Are you believing the gospel as it is described in God’s Word, or are you believing an Americanized version? This is the poignant question posed to readers in chapter two of Radical. Many of us have bought into a watered-down, Americanized false gospel, and therefore, we have a watered-down, Americanized response to Christ’s call to discipleship.
When my grandpa was in seminary, he was asked to write a paper on the chief attribute of God. He wrote a wonderful essay on God’s love. And he received a big fat F. Grandpa wouldn’t mind my sharing this story–he loved to tell it–to illustrate the trap that so many Christians fall into. Is God loving? Absolutely. There are countless verses in Scripture where God tells us how much He loves His people. The problem comes when we stop at God’s love without looking at the whole of what Scripture says about God. God’s Word tells us that He is the sovereign Creator, the Holy Judge who must deal justly with sin. My grandpa’s seminary professor said that God’s chief attribute is His holiness–His purity and righteousness that makes Him God and us not God. Are we willing to give as much weight to John 3:36 as we do to John 3:16?
As Platt writes, “The gospel reveals eternal realities about God that we would sometimes rather not face. We prefer to sit back, enjoy our cliches, and picture God as a Father who might help us, all the while ignoring God as Judge who might damn us . . . We are afraid that if we stop and really look at God in his Word, we might discover that he evokes greater awe and demands deeper worship than we are ready to give him” (p. 29).
Platt asserts that we must also face what the biblical gospel says about who we are in relation to God. Here’s a pop quiz:
True or false?
1. “God loves you and has a wonderful plan for your life. Therefore, follow these steps, and you can be saved.” (Radical, p. 32)
2. “You are an enemy of God, dead in your sin, and in your present state of rebellion, you are not even able to see that you need life, much less to cause yourself to come to life. Therefore, you are radically dependent on God to do something in your life that you could never do.” (Radical, p. 32)
The first is what is being proclaimed in many churches all over this country. It leads to complacency, entitlement, and the expectation that God will fix all my problems and make me happy.
The second is what God’s Word says about our human condition. It leads to wholehearted devotion of our entire life to a God who came to us, to redeem us from the pit of our sin and make us righteous in His sight. It causes overflowing gratitude and commitment to our Creator who poured out the wrath we deserve on His sinless Son. In Platt’s words, “Surely this gospel evokes unconditional surrender of all that we are and all that we have to all that he is” (p. 37).
Which gospel are you believing? And how will you respond?
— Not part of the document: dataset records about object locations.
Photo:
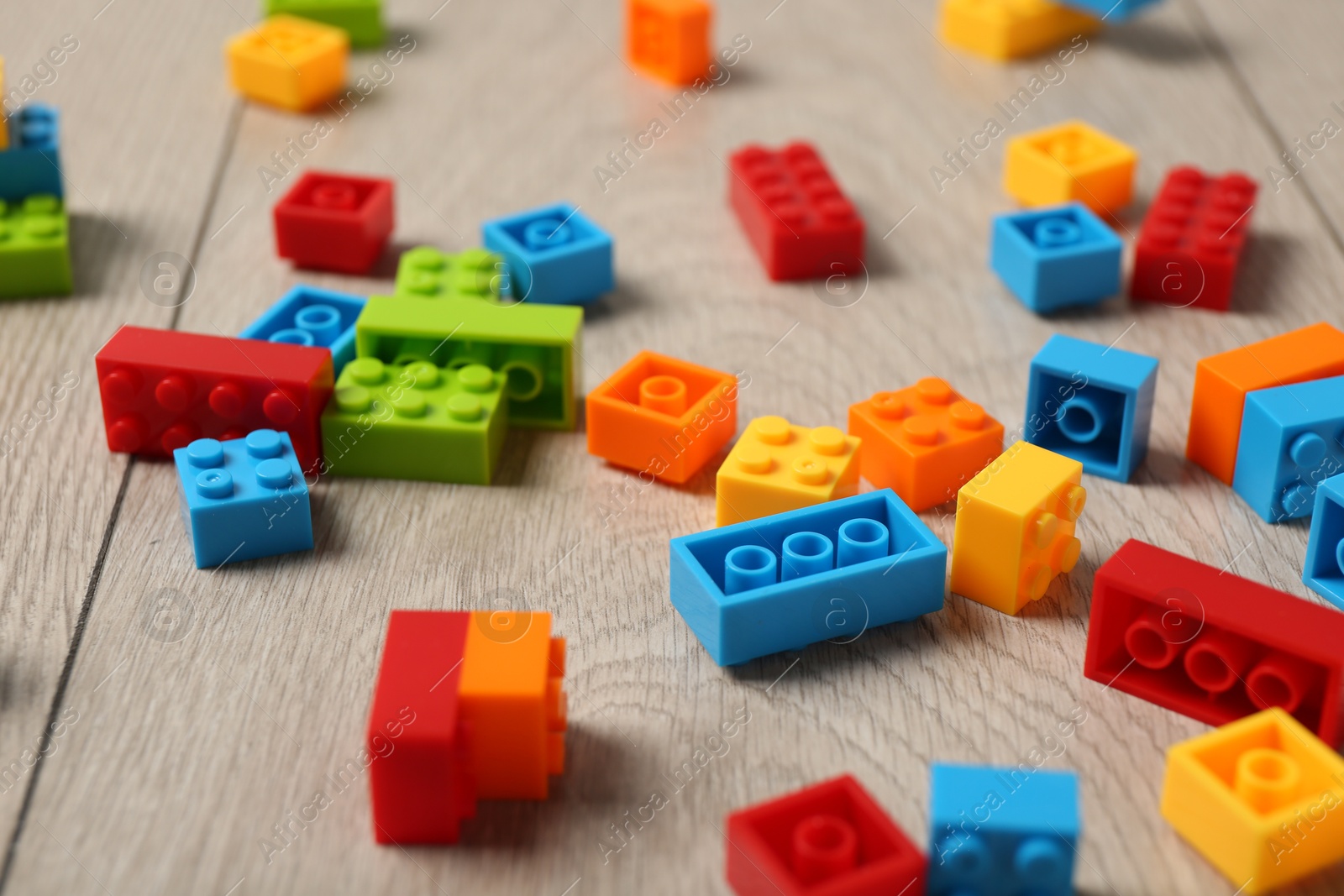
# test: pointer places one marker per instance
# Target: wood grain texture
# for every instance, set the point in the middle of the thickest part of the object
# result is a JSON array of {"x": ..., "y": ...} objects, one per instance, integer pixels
[{"x": 188, "y": 752}]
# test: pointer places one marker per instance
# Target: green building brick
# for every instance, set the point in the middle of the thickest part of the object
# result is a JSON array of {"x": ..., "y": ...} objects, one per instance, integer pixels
[
  {"x": 34, "y": 249},
  {"x": 416, "y": 422},
  {"x": 427, "y": 273},
  {"x": 534, "y": 345},
  {"x": 362, "y": 19}
]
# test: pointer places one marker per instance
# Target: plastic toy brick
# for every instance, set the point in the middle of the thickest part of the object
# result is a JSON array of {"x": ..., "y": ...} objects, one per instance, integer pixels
[
  {"x": 662, "y": 416},
  {"x": 427, "y": 273},
  {"x": 793, "y": 212},
  {"x": 416, "y": 422},
  {"x": 1112, "y": 11},
  {"x": 360, "y": 19},
  {"x": 423, "y": 786},
  {"x": 1289, "y": 446},
  {"x": 335, "y": 222},
  {"x": 534, "y": 345},
  {"x": 1055, "y": 257},
  {"x": 1070, "y": 161},
  {"x": 163, "y": 390},
  {"x": 1093, "y": 403},
  {"x": 1015, "y": 527},
  {"x": 669, "y": 39},
  {"x": 244, "y": 499},
  {"x": 31, "y": 165},
  {"x": 514, "y": 705},
  {"x": 312, "y": 316},
  {"x": 1256, "y": 799},
  {"x": 1005, "y": 29},
  {"x": 792, "y": 579},
  {"x": 1323, "y": 570},
  {"x": 1001, "y": 832},
  {"x": 554, "y": 255},
  {"x": 472, "y": 705},
  {"x": 34, "y": 249},
  {"x": 924, "y": 441},
  {"x": 831, "y": 839},
  {"x": 1193, "y": 238},
  {"x": 777, "y": 466},
  {"x": 1211, "y": 645},
  {"x": 1222, "y": 382},
  {"x": 288, "y": 62}
]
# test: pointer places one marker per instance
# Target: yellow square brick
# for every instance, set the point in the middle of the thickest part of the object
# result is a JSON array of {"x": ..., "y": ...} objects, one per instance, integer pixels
[
  {"x": 1261, "y": 799},
  {"x": 1011, "y": 29},
  {"x": 777, "y": 466},
  {"x": 289, "y": 62},
  {"x": 1015, "y": 527},
  {"x": 1068, "y": 161}
]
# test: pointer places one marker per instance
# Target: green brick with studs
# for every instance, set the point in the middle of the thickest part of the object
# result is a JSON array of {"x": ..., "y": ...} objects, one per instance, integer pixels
[
  {"x": 416, "y": 422},
  {"x": 427, "y": 273},
  {"x": 34, "y": 249}
]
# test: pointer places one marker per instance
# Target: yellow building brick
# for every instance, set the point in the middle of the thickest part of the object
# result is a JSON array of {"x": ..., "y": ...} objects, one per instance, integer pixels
[
  {"x": 1261, "y": 799},
  {"x": 777, "y": 466},
  {"x": 1015, "y": 527},
  {"x": 288, "y": 62},
  {"x": 1005, "y": 29}
]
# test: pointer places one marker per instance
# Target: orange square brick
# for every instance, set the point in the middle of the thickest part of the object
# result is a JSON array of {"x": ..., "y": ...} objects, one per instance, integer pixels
[
  {"x": 663, "y": 417},
  {"x": 924, "y": 443},
  {"x": 669, "y": 39},
  {"x": 511, "y": 699},
  {"x": 1222, "y": 382}
]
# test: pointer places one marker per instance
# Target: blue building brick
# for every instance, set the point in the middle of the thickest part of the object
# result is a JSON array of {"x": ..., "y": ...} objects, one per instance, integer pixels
[
  {"x": 1323, "y": 571},
  {"x": 1112, "y": 11},
  {"x": 1093, "y": 403},
  {"x": 828, "y": 571},
  {"x": 31, "y": 164},
  {"x": 1289, "y": 445},
  {"x": 1001, "y": 832},
  {"x": 1055, "y": 257},
  {"x": 244, "y": 499},
  {"x": 554, "y": 255},
  {"x": 312, "y": 316}
]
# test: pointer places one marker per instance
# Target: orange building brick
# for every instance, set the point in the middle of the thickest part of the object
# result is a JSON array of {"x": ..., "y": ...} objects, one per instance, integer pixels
[
  {"x": 669, "y": 39},
  {"x": 1222, "y": 382},
  {"x": 511, "y": 699},
  {"x": 663, "y": 417},
  {"x": 924, "y": 443},
  {"x": 777, "y": 466}
]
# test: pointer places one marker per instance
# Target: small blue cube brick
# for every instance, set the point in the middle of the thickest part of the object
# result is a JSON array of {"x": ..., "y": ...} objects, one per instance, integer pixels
[
  {"x": 1001, "y": 832},
  {"x": 33, "y": 161},
  {"x": 1055, "y": 257},
  {"x": 1289, "y": 445},
  {"x": 312, "y": 316},
  {"x": 1093, "y": 403},
  {"x": 823, "y": 573},
  {"x": 244, "y": 499},
  {"x": 1323, "y": 571},
  {"x": 554, "y": 255},
  {"x": 1112, "y": 11}
]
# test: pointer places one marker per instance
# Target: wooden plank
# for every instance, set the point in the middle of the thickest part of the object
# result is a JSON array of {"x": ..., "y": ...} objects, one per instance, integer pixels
[
  {"x": 1290, "y": 78},
  {"x": 138, "y": 181},
  {"x": 195, "y": 750}
]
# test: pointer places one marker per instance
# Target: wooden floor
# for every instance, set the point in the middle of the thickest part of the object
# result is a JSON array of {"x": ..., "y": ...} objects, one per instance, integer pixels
[{"x": 174, "y": 752}]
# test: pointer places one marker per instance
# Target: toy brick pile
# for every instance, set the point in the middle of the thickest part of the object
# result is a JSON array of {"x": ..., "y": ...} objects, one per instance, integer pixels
[
  {"x": 427, "y": 382},
  {"x": 34, "y": 228}
]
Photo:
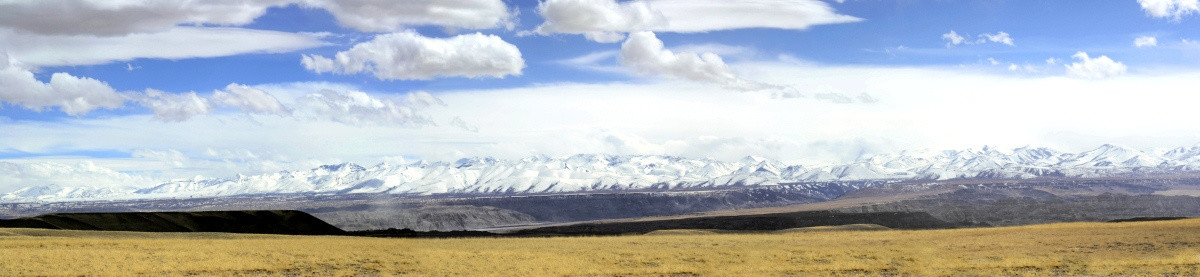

Great post and thank you for comparing the words of those two verses in John 3…such an important point to make!
Jennifer Griffin says
Great thoughts! Amen!! Love the story you told about your grandpa and his paper. What a great lesson he learned and that he passed on to you and US!
Katie Bader says
I love your blogs!
Marla Taviano says
Thanks so much, Marissa. I’ve really been convicted to go back and reeeeally look at what the Bible reeeeeally says.
I, too , enjoyed the story of your father in seminary! I am learning that is is crucial to understand the completeness of who God is by what He has revealed to us, not to pick and choose the attirbutes we like or which benefit us. My own father ( a minister, too), seems to have done a good job explaining to me, even when I had questions about our faith. I’ve learned questions are okay and if I completey comprehended God, He wouldn’t be a God worth serving.